Data Science is a relatively young term for a relatively old field. In general, it tends to be applied statistics + some other skill-base. So stats+computer science, stats+software engineering, stats + dataviz, etc. There is controversy around the term itself, with many people upset that this new term exists at all because data science is more of an evolution of statistics than a separate field.
Further, with the growth of large data processing frameworks and tools (hadoop, spark, etc), the title of Data Engineer has begun to crop up, instead of DBA, software engineer, or another more traditional title.
So what is Data Science? What is Data Engineering? And why have separate terms to begin with?
Science vs. Engineering
To understand the differences between statistics, programming, data science and data engineering, we first need to think about the differences between science and engineering in general.
Science, in general, follows the scientific method. The idea is that given some observation, the scientist can formulate a question regarding the observation, posit some hypothesis to answer that question, develop a way to test that hypothesis, test it, and either reject, alter, confirm or expand that hypothesis. With a body of hypotheses regarding an observation or set of observations, the scientific community can then develop generalized theories that fit with all available data, observations, and existing theories to try to explain phenomena in general.
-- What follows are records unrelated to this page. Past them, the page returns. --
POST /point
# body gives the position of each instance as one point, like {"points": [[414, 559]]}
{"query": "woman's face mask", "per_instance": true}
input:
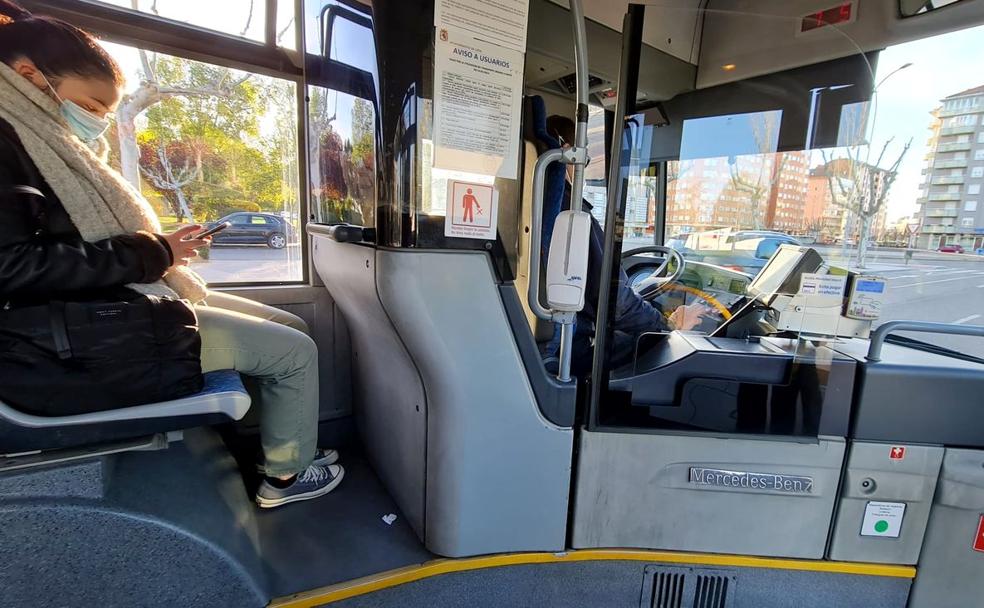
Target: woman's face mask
{"points": [[84, 124]]}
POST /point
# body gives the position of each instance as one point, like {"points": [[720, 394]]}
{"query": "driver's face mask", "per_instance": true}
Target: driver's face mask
{"points": [[84, 124]]}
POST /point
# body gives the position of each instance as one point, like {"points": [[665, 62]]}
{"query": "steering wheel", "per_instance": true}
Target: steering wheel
{"points": [[653, 285]]}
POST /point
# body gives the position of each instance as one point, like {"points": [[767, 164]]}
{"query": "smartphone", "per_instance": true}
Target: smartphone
{"points": [[213, 230]]}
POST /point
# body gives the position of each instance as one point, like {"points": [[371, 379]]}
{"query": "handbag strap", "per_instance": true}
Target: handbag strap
{"points": [[59, 330]]}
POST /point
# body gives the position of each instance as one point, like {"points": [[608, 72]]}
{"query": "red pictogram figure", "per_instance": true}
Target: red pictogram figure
{"points": [[468, 203]]}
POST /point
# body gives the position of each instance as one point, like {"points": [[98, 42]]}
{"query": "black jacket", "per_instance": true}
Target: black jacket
{"points": [[43, 256]]}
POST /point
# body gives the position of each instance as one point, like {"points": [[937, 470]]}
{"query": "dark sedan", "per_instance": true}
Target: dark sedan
{"points": [[254, 229], [951, 248]]}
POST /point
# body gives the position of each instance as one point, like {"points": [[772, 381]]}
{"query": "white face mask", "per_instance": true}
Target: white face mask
{"points": [[84, 124]]}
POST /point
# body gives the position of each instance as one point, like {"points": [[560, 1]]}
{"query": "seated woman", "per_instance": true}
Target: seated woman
{"points": [[101, 237]]}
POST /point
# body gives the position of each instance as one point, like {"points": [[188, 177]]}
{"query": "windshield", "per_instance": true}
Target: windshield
{"points": [[873, 159]]}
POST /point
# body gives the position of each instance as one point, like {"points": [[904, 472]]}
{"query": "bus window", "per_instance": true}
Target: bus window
{"points": [[245, 18], [342, 159], [203, 142]]}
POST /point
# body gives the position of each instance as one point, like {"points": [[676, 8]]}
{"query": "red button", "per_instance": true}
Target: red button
{"points": [[979, 539]]}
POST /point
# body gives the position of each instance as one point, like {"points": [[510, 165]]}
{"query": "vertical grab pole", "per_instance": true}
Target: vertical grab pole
{"points": [[581, 119], [628, 84], [578, 158]]}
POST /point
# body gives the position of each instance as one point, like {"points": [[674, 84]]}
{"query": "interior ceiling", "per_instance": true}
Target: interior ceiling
{"points": [[675, 34]]}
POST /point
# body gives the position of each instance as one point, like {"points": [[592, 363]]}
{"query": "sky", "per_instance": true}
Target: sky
{"points": [[941, 66]]}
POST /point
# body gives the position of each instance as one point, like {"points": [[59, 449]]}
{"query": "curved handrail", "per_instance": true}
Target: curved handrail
{"points": [[878, 337], [536, 225]]}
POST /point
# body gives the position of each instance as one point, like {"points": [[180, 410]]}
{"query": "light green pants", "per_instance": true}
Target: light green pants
{"points": [[272, 346]]}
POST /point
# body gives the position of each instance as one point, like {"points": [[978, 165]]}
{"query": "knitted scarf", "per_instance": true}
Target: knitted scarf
{"points": [[100, 202]]}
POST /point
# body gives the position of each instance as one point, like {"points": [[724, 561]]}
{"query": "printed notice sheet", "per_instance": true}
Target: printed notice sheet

Engineering, in general, does not follow this method. Engineers start with requirements or an end goal of some sort, and follow a defined process to apply the theories and methods output from science to accomplish those goals. In engineering there are multiple methods for this process, including agile, waterfall, and systems engineering.
So at the surface, the primary difference between science and engineering is theoretical vs. applied, but in a practical sense the difference is in workflow. A scientist starts with an observation and moves forward into the unknown, while an engineer starts with the known end goal and then works backwards to find a solution that meets that need.
Tools vs. Methods
For job titles, or other descriptions of one's work, there are two primary paths one can take: description of tool or descriptions of methods.
A description of tools tends to be what engineers gravitate towards, as they tend think of themselves professionally in terms of skills or tools used. This gives rise to titles like java developer or CAD designer. The focus of the title is the tool used, not the methodology followed.
Similarly, one can choose a title based on the process followed, so rather than the much more specific title of Hadoop Developer, one could be a Data Engineer, because they follow the engineering process on projects related to data processing or a Data Scientist rather than a statistician, because they follow the scientific method on projects related to data analysis.
Data Science vs. Data Engineering
Data science is the role of applying the scientific method to projects involving data analysis. The tools involved in this role are numerous, and include those from statistics, UX/UI design, computer science, pure math, and the domains specific to the data itself. It doesn't live above, or alongside any of these fields (notable statistics and computer science), nor is it a watered down version of either. It is, simply, a description of process and domain.
Data scientists are not defined by the tools that they use (R vs. Python vs. Java vs. whatever), nor by their ability to clearly communicate the outputs of their analyses (while that is very important). A data scientist is, rather, defined by the method they use for their work. If a data set arrives in their hands and they select the end goal and apply known techniques to accomplish that goal then they are practicing data engineering, not data science.
Data engineering is the role of applying the engineering methodology to projects involving data analysis. It also involves many of the tools from computer science and software engineering (datastores, cluster computing, complexity analysis, etc), but is narrowed in scope to projects that support data analysis. Again, simply a description of process and domain.
There is, of course, a tremendous amount of overlap between these two roles in the real world, but there remains a tremendous amount of noise in the industry about how "data science is a statistician who knows hadoop" or a "software developer who is good at math" or other totally skill/tool based distinctions. This of course gives rise to conflict with people who were good at math and software for decades but didn't get the new hot job title.
To generalize the idea of a method-domain title, one's title ought to be a reflection of the methodology used to accomplish their job, and the domain in which they will apply that method. Optionally, prepend with a seniority measure. Example are:
- Data Scientist
- Chemical Engineer
- Data Engineer
As opposed to:
- R Developer
- Gasification Specialist
- Hadoop Architect
All in all, it's a mess, but I believe that sticking to method-domain titles and keeping skills out of it makes much more sense.